Que faire après l’achat ?

En cas de traitement déjà réalisé

Si le bien a été traité avant votre achat :

  • Reprenez le contrat de suivi si un système de pièges-appâts est en place
  • Faites réaliser un contrôle par un professionnel certifié dans les 6 mois suivant l’achat
  • Surveillez régulièrement les zones sensibles (sous-sol, points de contact bois-sol, zones humides)
  • Conservez toutes les factures et certificats de traitement pour une éventuelle revente future

En cas d’infestation à traiter

Si vous avez acheté le bien en connaissance de l’infestation (prix négocié en conséquence) :

  1. Déclarez l’infestation en mairie dans les 30 jours si ce n’est pas déjà fait
  2. Demandez plusieurs devis de traitement anti-termites
  3. Renseignez-vous sur les aides financières disponibles (TVA réduite, aides locales)
  4. Faites traiter rapidement pour limiter l’aggravation des dégâts
  5. Faites réparer les éléments structurels endommagés après le traitement

Prévention à long terme

Après un traitement, adoptez des mesures préventives pour éviter une réinfestation :

  • Éliminez tout contact direct bois-sol autour de la maison
  • Assurez une bonne ventilation du vide sanitaire et des sous-sols
  • Réparez les fuites d’eau et évacuez les eaux stagnantes
  • Ne stockez pas de bois de chauffage contre les murs de la maison
  • Maintenez un espace de 20 cm minimum entre le sol et tout élément en bois
  • Faites réaliser un contrôle annuel dans les 5 ans suivant le traitement

Cas pratique : acheter une maison avec termites en zone infestée

Voici un exemple concret pour illustrer une transaction type :

Le contexte : maison des années 1970 en Gironde, 120 m², prix affiché 250 000 €. Le diagnostic termites révèle des traces d’ancienne infestation traitée il y a 3 ans, mais également des indices d’activité récente dans le garage attenant.

La stratégie :

  1. Demande de 3 devis de traitement : moyenne de 3 500 € (barrière chimique + traitement curatif garage)
  2. Expertise structure par un ingénieur : pas de dégât structurel majeur, mais remplacement de 2 solives nécessaire (2 000 €)
  3. Suivi pièges-appâts sur 5 ans : 3 000 €
  4. Coût total estimé : 8 500 €

La négociation : l’acquéreur demande une réduction de 15 000 € (8 500 € de travaux + 6 500 € de marge pour incertitude et contrainte). Après négociation, le prix est fixé à 238 000 €, soit une décote de 5 %.

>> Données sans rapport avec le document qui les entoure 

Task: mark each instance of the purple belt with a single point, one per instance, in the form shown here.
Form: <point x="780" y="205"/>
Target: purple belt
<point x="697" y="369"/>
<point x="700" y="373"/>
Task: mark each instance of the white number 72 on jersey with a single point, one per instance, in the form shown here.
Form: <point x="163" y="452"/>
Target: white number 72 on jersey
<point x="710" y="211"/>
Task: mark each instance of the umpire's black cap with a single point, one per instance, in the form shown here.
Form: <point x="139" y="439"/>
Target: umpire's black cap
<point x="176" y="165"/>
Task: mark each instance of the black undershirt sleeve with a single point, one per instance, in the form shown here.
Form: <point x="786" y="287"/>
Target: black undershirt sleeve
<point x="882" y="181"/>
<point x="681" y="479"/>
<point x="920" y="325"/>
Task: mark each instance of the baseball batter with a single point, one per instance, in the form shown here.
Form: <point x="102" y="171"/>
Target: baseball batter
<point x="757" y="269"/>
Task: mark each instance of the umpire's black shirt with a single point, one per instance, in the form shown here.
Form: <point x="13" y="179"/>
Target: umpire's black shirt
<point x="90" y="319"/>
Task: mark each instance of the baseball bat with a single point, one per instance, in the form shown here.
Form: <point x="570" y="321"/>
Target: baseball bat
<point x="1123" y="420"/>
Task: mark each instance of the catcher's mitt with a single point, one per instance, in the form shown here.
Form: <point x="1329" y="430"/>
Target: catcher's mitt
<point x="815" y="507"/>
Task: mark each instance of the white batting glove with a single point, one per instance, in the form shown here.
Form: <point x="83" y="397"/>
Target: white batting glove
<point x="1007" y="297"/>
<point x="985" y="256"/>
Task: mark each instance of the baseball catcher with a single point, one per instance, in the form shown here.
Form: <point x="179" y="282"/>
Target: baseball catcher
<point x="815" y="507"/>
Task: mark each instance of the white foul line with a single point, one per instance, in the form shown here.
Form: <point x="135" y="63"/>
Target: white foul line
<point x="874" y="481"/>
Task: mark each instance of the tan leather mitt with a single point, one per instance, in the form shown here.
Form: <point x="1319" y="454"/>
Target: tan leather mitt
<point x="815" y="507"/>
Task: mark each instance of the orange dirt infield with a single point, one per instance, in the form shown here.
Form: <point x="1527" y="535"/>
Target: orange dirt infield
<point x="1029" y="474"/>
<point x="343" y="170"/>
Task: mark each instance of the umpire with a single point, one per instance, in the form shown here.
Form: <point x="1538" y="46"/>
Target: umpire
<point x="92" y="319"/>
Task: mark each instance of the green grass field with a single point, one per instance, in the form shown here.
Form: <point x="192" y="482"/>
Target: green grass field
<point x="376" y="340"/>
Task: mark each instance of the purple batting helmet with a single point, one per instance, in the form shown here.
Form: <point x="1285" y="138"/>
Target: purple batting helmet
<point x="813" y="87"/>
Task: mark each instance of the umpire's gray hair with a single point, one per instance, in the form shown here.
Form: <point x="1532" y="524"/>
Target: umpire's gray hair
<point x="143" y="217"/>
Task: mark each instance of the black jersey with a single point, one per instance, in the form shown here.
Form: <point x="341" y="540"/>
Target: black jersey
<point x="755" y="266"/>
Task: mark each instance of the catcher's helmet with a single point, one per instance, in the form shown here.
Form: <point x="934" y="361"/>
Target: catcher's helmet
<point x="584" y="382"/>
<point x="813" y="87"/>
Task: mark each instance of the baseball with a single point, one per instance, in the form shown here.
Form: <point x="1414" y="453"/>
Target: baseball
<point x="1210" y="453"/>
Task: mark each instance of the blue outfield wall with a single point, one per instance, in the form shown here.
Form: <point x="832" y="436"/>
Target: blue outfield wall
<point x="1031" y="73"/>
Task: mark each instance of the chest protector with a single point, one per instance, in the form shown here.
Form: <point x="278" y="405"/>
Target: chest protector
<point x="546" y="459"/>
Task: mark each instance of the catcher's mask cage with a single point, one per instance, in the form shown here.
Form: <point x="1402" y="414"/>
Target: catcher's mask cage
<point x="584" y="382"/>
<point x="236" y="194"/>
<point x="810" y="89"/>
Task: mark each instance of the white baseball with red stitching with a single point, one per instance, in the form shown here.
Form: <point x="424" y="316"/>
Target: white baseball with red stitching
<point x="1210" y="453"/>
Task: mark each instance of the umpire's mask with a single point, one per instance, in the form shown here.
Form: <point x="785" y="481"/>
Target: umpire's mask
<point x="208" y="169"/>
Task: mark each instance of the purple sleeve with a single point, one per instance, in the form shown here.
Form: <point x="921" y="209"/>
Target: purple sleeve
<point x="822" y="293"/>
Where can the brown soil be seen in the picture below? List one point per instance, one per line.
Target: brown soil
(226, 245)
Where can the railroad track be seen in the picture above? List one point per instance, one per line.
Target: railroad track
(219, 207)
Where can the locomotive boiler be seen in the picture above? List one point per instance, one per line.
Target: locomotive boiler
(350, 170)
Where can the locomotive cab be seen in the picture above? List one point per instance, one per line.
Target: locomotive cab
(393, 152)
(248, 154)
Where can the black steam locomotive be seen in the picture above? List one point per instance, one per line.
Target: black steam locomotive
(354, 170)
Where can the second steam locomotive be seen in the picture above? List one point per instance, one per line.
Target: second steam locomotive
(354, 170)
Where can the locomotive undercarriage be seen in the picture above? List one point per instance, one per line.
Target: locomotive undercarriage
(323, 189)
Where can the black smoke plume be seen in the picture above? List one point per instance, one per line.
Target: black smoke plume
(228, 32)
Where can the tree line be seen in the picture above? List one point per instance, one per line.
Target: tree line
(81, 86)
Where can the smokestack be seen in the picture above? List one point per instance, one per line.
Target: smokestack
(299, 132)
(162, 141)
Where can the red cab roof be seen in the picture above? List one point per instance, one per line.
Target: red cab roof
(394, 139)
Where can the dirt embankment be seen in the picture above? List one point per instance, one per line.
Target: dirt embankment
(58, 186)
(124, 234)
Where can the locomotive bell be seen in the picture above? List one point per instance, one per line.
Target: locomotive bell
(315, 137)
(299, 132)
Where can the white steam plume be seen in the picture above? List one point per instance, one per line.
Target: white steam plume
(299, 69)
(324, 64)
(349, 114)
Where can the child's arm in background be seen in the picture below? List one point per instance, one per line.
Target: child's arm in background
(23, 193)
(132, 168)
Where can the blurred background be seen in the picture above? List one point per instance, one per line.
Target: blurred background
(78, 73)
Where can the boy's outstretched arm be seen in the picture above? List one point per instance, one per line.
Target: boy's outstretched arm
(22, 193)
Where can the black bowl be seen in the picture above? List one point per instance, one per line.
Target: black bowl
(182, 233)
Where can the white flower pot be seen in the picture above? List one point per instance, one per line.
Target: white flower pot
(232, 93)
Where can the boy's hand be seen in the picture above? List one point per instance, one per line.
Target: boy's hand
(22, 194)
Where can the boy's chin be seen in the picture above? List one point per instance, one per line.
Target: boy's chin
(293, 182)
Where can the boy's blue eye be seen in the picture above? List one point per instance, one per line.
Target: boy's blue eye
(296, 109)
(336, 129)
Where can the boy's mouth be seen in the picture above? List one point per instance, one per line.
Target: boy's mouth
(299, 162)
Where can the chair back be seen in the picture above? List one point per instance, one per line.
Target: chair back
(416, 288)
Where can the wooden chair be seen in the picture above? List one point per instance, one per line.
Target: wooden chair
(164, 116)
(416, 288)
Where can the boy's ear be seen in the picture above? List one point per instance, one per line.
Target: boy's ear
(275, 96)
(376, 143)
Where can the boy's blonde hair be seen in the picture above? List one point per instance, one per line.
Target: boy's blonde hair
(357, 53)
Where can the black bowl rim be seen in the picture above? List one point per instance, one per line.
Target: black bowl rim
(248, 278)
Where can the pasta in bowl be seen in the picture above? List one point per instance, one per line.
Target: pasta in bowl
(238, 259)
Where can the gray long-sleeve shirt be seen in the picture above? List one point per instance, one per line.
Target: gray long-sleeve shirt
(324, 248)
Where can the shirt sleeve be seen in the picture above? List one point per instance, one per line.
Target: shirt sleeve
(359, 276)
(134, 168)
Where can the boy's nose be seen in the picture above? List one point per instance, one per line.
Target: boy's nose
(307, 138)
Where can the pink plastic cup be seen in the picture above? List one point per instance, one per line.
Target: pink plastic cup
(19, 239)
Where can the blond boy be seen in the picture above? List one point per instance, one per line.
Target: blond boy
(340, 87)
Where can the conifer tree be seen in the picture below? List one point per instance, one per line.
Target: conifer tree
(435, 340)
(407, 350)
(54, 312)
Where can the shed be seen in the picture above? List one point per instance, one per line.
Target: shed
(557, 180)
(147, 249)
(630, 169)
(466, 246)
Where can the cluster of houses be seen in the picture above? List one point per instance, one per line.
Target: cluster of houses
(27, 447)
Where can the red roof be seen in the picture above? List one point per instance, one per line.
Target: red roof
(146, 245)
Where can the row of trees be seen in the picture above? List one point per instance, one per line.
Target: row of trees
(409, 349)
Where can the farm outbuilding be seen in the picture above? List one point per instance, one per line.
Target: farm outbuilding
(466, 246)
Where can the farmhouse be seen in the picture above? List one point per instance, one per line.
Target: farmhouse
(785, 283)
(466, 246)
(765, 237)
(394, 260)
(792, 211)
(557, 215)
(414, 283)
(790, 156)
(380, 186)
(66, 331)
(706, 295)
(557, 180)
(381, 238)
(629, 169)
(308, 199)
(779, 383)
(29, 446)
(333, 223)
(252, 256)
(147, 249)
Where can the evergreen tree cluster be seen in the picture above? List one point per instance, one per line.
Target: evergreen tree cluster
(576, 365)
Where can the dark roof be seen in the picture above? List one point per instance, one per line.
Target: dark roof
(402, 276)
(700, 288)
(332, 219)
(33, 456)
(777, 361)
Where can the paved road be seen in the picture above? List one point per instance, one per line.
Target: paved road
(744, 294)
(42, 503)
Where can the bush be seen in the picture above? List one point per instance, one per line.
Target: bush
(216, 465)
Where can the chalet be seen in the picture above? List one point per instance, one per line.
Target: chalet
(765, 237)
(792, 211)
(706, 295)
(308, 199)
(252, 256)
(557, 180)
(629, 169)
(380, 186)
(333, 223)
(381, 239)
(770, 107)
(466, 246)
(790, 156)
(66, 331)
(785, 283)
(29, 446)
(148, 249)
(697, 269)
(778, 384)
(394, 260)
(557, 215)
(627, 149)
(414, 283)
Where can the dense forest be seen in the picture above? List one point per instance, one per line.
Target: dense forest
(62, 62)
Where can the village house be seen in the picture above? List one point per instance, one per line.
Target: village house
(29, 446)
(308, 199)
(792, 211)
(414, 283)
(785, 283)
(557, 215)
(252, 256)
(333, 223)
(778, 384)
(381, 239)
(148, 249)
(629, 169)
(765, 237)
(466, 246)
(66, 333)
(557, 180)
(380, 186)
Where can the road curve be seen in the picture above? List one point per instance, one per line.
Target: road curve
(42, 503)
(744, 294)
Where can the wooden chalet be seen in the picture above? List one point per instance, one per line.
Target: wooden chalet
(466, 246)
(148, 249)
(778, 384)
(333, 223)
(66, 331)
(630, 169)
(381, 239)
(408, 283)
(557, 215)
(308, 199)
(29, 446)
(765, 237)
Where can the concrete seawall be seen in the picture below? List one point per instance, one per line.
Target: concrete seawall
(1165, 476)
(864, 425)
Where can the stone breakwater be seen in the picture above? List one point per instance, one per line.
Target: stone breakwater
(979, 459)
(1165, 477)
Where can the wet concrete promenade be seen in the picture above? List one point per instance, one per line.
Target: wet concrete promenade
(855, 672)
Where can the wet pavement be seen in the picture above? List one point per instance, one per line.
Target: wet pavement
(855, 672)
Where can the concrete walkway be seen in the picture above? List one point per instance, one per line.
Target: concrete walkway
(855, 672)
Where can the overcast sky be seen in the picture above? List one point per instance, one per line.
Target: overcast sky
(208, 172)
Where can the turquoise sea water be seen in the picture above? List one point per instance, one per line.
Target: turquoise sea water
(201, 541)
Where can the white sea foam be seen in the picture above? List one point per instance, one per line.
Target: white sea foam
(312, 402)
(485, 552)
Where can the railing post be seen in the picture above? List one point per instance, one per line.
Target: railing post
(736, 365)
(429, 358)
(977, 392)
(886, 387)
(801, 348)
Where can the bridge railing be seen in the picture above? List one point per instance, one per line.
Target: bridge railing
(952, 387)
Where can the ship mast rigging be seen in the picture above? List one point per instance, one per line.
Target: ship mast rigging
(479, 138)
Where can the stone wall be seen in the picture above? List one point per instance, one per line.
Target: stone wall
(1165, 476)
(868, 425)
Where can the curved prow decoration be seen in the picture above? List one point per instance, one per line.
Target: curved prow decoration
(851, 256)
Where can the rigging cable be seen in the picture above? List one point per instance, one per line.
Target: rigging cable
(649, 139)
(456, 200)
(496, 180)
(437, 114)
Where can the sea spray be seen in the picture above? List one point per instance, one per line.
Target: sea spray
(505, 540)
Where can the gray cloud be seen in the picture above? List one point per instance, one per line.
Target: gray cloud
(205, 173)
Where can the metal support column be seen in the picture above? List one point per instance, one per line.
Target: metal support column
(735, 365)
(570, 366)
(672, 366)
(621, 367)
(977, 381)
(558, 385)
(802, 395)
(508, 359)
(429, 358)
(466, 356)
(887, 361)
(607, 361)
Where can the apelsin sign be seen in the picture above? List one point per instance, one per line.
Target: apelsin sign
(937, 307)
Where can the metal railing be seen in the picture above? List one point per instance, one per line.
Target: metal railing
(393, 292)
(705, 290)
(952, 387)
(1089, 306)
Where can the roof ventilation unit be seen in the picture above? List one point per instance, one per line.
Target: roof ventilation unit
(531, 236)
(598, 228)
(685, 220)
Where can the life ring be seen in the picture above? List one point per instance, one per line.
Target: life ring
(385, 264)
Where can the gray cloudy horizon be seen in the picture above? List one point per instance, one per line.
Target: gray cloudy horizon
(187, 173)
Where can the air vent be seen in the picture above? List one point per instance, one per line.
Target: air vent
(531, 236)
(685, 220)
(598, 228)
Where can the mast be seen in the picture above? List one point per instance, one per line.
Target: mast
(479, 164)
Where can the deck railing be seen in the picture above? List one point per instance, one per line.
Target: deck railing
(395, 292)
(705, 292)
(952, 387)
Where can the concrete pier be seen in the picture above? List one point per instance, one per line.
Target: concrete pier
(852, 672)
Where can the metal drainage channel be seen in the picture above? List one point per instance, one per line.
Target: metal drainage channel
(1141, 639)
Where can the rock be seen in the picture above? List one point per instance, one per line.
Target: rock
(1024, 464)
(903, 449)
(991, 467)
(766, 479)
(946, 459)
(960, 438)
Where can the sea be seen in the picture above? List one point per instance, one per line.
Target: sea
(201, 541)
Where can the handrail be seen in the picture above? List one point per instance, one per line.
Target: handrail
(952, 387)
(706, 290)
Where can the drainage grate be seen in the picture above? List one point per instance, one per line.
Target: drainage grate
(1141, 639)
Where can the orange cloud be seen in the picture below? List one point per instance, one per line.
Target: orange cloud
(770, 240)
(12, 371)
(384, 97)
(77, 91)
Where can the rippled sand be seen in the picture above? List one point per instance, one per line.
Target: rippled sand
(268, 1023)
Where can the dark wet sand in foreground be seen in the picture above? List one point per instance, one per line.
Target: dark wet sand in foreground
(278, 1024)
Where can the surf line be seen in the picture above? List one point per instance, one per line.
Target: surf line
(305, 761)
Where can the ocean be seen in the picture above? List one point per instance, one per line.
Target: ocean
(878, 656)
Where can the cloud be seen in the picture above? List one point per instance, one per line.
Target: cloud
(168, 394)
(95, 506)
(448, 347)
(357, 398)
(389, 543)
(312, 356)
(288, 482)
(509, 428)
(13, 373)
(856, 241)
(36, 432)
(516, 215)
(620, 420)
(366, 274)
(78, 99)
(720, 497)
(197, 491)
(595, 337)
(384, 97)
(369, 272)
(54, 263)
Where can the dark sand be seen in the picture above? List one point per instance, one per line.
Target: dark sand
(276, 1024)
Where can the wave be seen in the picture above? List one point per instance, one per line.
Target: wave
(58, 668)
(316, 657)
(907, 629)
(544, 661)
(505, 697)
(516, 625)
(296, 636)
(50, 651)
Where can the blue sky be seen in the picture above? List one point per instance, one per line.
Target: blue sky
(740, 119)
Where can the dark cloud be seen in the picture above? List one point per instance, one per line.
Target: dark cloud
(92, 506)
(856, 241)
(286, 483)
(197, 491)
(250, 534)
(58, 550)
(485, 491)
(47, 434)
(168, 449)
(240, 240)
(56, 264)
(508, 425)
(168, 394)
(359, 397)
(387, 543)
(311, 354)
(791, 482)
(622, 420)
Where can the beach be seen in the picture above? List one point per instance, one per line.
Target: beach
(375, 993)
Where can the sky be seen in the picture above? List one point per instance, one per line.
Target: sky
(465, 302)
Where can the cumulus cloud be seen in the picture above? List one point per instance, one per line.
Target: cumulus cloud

Les garanties : insertion dans le compromis d’une clause prévoyant la communication de tous les documents relatifs au traitement précédent et la possibilité de réaliser un diagnostic approfondi avant la signature de l’acte authentique.

Ce type de transaction, bien préparé, peut constituer une excellente opportunité d’achat dans un marché immobilier tendu.